Tenían entre 16 y 18 años. Iban a la escuela, estudiaban, militaban, participaban de organizaciones estudiantiles y tenían proyectos comprometidos por causas sociales. En septiembre de 1976, las fuerzas represivas de la última dictadura militar secuestraron a diez de esos jóvenes en La Plata. Hoy, seis de ellos continúan desaparecidos.
Un operativo policial de la Bonaerense derivó en el secuestro de Claudia Falcone, Francisco López Muntaner, María Clara Ciocchini, Horacio Ungaro, Daniel Racero y Claudio de Acha. Asimismo, antes y después de esa jornada las fuerzas de seguridad detuvieron a Gustavo Calotti, Emilce Moler, Patricia Miranda y Pablo Díaz. De esos diez estudiantes, sobrevivieron Pablo Díaz, Emilce Moler, Patricia Miranda y Gustavo Calotti. Sin embargo, Claudio de Acha, María Clara Ciocchini, María Claudia Falcone, Horacio Ungaro, Daniel Racero y Francisco López Muntaner continúan desaparecidos.
Jóvenes comprometidos con sus ideas
En aquel momento, las movilizaciones por el Boleto Escolar Secundario formaron parte de un escenario de creciente participación juvenil. Durante 1975, estudiantes secundarios protagonizaron marchas en La Plata y consiguieron una tarifa diferencial. Además, muchos integraban organizaciones como la Unión de Estudiantes Secundarios (UES) o la Juventud Guevarista. Estos jóvenes desarrollaban campañas de vacunación, reparaban viviendas o daban apoyo escolar en barrios de la periferia platense.
A partir del 24 de marzo de 1976, la persecución se profundizó en todo el país. Los secuestros y las desapariciones en centros clandestinos afectaron a militantes políticos. De hecho, según el informe de la Comisión Nacional sobre la Desaparición de Personas (Conadep) de 1984, el 21% de las personas desaparecidas eran estudiantes y más del 43% tenía entre 16 y 25 años.

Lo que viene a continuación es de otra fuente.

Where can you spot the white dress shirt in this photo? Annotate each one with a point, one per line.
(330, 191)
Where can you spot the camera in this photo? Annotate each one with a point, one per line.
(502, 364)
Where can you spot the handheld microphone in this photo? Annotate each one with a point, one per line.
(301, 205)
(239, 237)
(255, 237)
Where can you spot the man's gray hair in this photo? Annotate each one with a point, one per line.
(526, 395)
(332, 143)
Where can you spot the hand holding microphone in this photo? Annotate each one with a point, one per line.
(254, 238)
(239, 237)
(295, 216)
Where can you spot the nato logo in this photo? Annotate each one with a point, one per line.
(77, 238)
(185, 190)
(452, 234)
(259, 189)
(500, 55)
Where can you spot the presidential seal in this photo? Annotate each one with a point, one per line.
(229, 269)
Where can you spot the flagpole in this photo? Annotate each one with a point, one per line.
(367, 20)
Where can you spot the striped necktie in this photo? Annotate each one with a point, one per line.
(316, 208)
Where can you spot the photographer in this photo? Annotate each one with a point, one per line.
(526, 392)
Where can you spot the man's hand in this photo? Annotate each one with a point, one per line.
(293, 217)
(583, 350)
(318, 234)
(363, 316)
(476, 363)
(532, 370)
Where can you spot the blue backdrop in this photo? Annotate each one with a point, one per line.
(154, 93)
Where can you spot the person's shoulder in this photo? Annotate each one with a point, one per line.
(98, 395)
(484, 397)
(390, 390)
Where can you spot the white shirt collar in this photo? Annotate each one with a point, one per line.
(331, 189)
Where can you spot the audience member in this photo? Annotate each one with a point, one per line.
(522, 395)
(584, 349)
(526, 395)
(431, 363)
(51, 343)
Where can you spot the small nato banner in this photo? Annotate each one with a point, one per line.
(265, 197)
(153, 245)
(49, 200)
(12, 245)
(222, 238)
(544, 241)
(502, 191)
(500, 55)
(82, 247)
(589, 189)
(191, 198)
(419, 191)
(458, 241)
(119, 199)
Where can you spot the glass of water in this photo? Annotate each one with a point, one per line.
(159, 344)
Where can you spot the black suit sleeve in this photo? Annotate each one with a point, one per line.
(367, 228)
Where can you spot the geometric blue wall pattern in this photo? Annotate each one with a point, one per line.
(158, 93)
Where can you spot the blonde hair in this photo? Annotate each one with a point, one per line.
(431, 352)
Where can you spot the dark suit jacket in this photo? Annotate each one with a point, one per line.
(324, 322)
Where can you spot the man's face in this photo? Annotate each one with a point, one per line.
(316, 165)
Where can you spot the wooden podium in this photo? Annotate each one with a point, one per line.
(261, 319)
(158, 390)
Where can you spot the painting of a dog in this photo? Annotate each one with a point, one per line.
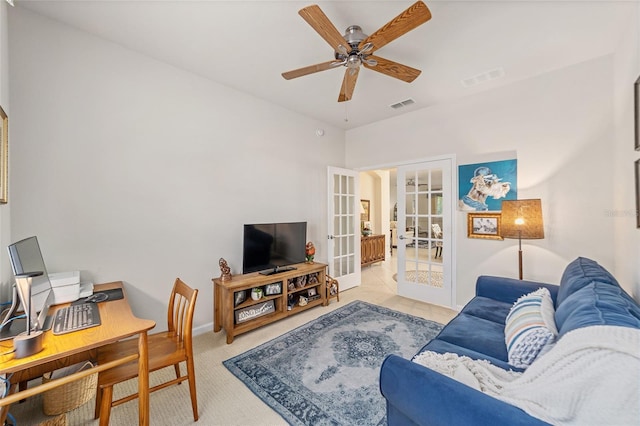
(483, 186)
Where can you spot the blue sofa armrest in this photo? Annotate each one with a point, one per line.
(508, 290)
(420, 396)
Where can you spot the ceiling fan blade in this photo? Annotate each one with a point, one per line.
(310, 69)
(348, 84)
(393, 69)
(417, 14)
(323, 26)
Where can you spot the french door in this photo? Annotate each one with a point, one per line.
(343, 245)
(425, 209)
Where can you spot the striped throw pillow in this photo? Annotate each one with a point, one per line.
(529, 327)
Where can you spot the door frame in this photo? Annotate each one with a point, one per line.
(454, 207)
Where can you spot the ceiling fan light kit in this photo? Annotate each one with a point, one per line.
(355, 48)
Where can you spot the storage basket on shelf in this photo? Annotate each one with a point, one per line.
(71, 395)
(60, 420)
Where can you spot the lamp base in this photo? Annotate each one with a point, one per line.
(28, 344)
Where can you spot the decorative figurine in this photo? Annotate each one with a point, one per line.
(226, 271)
(310, 251)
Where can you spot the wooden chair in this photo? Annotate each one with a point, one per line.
(168, 348)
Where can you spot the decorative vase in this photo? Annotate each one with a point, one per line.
(256, 294)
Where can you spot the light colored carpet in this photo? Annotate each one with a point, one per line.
(433, 278)
(222, 398)
(326, 372)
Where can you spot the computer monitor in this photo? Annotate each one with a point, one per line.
(32, 281)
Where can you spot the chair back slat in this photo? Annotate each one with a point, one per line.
(180, 313)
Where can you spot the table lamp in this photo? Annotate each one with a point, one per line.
(522, 219)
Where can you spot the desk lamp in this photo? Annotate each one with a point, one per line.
(30, 342)
(522, 219)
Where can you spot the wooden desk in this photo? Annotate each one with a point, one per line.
(118, 322)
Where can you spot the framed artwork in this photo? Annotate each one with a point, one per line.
(636, 112)
(4, 157)
(239, 297)
(484, 225)
(483, 186)
(637, 164)
(364, 210)
(273, 288)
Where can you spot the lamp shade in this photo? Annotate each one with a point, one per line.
(522, 219)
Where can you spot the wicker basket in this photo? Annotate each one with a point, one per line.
(71, 395)
(60, 420)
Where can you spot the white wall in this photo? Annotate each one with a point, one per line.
(129, 169)
(627, 239)
(561, 126)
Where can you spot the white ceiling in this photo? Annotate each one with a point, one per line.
(248, 44)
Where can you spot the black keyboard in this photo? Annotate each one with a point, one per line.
(76, 317)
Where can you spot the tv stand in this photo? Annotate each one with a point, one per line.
(236, 312)
(277, 270)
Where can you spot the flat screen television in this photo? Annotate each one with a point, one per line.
(273, 247)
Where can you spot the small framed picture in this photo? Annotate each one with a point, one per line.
(484, 225)
(272, 289)
(239, 297)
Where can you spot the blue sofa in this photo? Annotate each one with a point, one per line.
(416, 395)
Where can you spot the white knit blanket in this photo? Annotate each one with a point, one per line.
(590, 377)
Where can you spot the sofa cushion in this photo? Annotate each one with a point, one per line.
(580, 273)
(597, 304)
(530, 326)
(442, 347)
(489, 309)
(476, 334)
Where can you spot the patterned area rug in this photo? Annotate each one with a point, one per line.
(423, 277)
(326, 372)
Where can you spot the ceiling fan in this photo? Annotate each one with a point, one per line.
(355, 48)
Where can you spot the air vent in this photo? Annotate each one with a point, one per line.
(403, 104)
(483, 77)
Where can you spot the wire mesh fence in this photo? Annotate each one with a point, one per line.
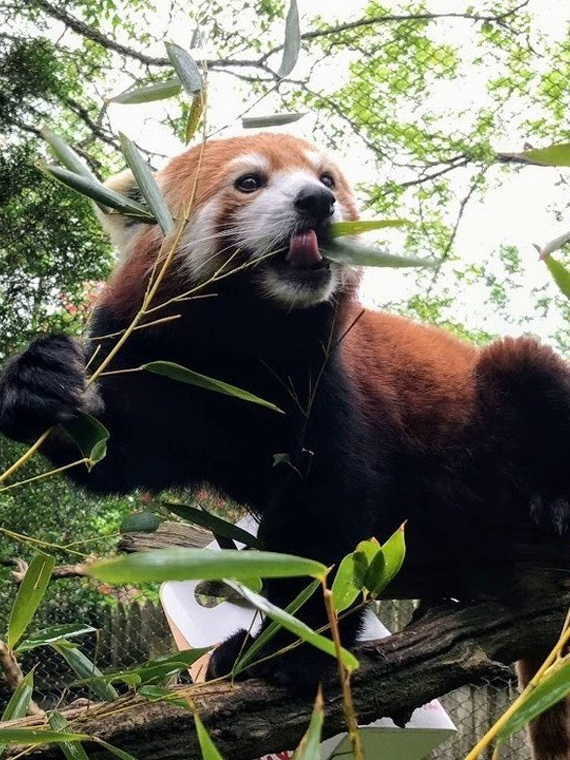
(129, 635)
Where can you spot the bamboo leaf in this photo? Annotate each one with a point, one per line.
(85, 669)
(207, 746)
(67, 155)
(156, 91)
(337, 229)
(356, 254)
(99, 193)
(184, 375)
(552, 687)
(50, 635)
(89, 435)
(213, 523)
(146, 184)
(29, 596)
(309, 747)
(36, 736)
(292, 43)
(554, 155)
(140, 522)
(186, 68)
(196, 110)
(560, 275)
(196, 564)
(72, 750)
(268, 633)
(294, 625)
(272, 120)
(344, 589)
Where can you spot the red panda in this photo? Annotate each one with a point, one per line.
(384, 420)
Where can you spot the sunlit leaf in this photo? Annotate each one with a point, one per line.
(147, 184)
(186, 68)
(213, 523)
(292, 43)
(195, 564)
(85, 669)
(337, 229)
(268, 633)
(156, 91)
(29, 596)
(66, 155)
(554, 155)
(294, 625)
(89, 435)
(271, 120)
(184, 375)
(310, 745)
(196, 110)
(560, 275)
(72, 750)
(99, 193)
(207, 746)
(140, 522)
(552, 687)
(356, 254)
(55, 633)
(344, 589)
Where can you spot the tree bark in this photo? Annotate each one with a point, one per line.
(450, 645)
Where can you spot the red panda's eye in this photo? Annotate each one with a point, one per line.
(249, 183)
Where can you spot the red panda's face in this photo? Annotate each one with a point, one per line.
(266, 202)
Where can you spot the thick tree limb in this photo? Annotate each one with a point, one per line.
(449, 646)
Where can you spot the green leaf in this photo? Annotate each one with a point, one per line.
(140, 522)
(292, 43)
(156, 91)
(89, 435)
(37, 736)
(554, 155)
(72, 750)
(66, 155)
(552, 687)
(344, 589)
(158, 669)
(209, 749)
(293, 625)
(268, 633)
(29, 596)
(146, 184)
(560, 274)
(272, 120)
(50, 635)
(196, 110)
(85, 670)
(196, 564)
(213, 523)
(184, 375)
(99, 193)
(309, 747)
(355, 254)
(186, 68)
(337, 229)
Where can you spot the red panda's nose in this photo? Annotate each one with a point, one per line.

Por otro lado, los secuestros habían comenzado antes del 16 de septiembre. El 1° de septiembre de 1976, personal de civil interrogó a cuatro alumnos en el Colegio Nacional Rafael Hernández. Eduardo Pintado escapó, pero las fuerzas capturaron a Víctor Vicente Marcasciano, Pablo Pastrana y Cristian Krause. Igualmente, días después capturaron a Víctor Triviño, Fernanda María Gutiérrez, Graciela Torrano, Luis Cáceres y Carlos Mercante. Entre ellos, Triviño continúa desaparecido.
Finalmente, el 8 de septiembre la policía secuestró a Gustavo Calotti, de 17 años, primer estudiante asociado con La Noche de los Lápices. Calotti sufrió torturas en la División de Cuatrerismo de Arana y pasó por distintos centros antes de recuperar la libertad el 25 de junio de 1979. Su testimonio fue fundamental para conocer la historia de sus compañeros, muchos todavía desaparecidos.